In the quiet corners of a once passionate marriage, she finds herself trapped in a cycle of longing and silence. Seven years of love and two beautiful children have not been enough to keep the flame alive, leaving her yearning for connection while he drifts away behind a screen. Her heart aches with the pain of rejection, the weight of unspoken desires growing heavier with each denied advance.
She fights a lonely battle against despair, her pleas for intimacy met with indifference and routine. The spark that once ignited their nights has dimmed to a dull routine, where she carries the burden of passion alone. In the shadows of their shared life, she suffers in silence, craving not just sex, but the warmth of being truly seen and desired.

For reacting negatively to my husband climaxing in 40 seconds.
















As renowned marriage and family therapist Dr. Esther Perel explains, “Sex in long-term relationships is often a metaphor for the larger, more profound connection we have with each other.” This statement directly applies to the OP’s situation, where the dull, passionless sex is clearly symptomatic of deeper issues regarding emotional validation and shared effort within the marriage.
The OP details a significant power imbalance in their sexual relationship. She initiates only after repeated denials, performs most of the physical labor (including oral sex), and receives disrespectful comments, such as being told to “be lucky I came.” This behavior from the husband suggests a lack of respect for her pleasure and autonomy, treating sex as a chore or a release rather than a shared intimate act. His reported comment about being more passionate with other women further solidifies the perception that he is not fully invested in their current sexual connection, placing an unfair emotional burden on the OP.
The OP’s actions, while stemming from understandable frustration, are currently maladaptive—suffering in silence and internalizing anger risks eroding her self-worth. While she is not the ‘asshole’ for feeling unsatisfied, repeating behaviors that lead to disappointment (like continuing to initiate when repeatedly denied) is ineffective. The constructive recommendation is to shift from begging for sex to demanding fundamental changes in respect and communication. This might involve couples counseling focused specifically on intimacy and boundary setting, or establishing clear, non-negotiable requirements for mutual engagement before any sexual activity occurs.
AFTER THIS STORY DROPPED, REDDIT WENT INTO MELTDOWN MODE – CHECK OUT WHAT PEOPLE SAID.

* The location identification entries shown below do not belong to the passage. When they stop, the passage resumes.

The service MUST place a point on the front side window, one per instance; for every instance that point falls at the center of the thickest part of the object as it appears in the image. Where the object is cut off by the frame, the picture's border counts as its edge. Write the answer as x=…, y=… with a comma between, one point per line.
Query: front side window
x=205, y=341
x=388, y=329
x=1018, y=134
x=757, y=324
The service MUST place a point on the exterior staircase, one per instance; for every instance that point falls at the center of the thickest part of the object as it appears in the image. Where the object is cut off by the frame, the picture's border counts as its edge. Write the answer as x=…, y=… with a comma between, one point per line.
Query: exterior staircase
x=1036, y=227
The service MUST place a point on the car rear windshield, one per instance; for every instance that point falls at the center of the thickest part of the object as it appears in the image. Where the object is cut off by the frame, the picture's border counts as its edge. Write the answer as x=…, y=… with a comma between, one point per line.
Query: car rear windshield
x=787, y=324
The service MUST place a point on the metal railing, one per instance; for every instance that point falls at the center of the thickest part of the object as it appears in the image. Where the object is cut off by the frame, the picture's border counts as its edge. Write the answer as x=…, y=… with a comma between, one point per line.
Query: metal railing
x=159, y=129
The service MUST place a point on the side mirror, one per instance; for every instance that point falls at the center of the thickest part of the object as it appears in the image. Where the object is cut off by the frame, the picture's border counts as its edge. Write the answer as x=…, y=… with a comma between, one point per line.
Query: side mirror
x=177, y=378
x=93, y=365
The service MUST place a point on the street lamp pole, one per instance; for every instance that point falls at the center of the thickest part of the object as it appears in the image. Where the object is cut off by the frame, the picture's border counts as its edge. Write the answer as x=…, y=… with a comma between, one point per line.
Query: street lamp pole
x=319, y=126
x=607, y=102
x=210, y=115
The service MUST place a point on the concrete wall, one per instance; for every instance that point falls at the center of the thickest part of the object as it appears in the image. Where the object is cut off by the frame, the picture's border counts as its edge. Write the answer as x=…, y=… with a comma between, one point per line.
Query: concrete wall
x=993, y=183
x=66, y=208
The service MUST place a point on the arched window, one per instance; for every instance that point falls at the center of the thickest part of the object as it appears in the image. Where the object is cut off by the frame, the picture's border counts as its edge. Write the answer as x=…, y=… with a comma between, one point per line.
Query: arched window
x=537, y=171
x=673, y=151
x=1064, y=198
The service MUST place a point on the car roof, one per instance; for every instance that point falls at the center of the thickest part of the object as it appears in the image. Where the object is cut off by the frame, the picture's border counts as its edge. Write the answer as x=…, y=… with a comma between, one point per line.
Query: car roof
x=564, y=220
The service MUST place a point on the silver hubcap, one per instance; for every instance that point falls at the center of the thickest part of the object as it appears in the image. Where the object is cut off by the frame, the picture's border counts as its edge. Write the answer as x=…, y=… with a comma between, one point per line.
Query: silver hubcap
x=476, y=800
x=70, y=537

The original poster is experiencing deep frustration and sexual dissatisfaction due to a severe mismatch in libido and a lack of engagement from her husband during intimacy. Her efforts to communicate and compromise have been met with dismissive comments, emotional stonewalling, and a pattern of unfulfilling sexual encounters, leading her to internalize anger and consider extreme measures.
Given the persistent pattern of unmet needs, the husband’s dismissive responses, and the OP’s contemplation of infidelity, the core question remains: When one partner consistently fails to meet fundamental relational and physical needs despite clear communication, does the other partner have a moral obligation to stay, or does the lack of mutual effort justify seeking fulfillment elsewhere or ending the relationship?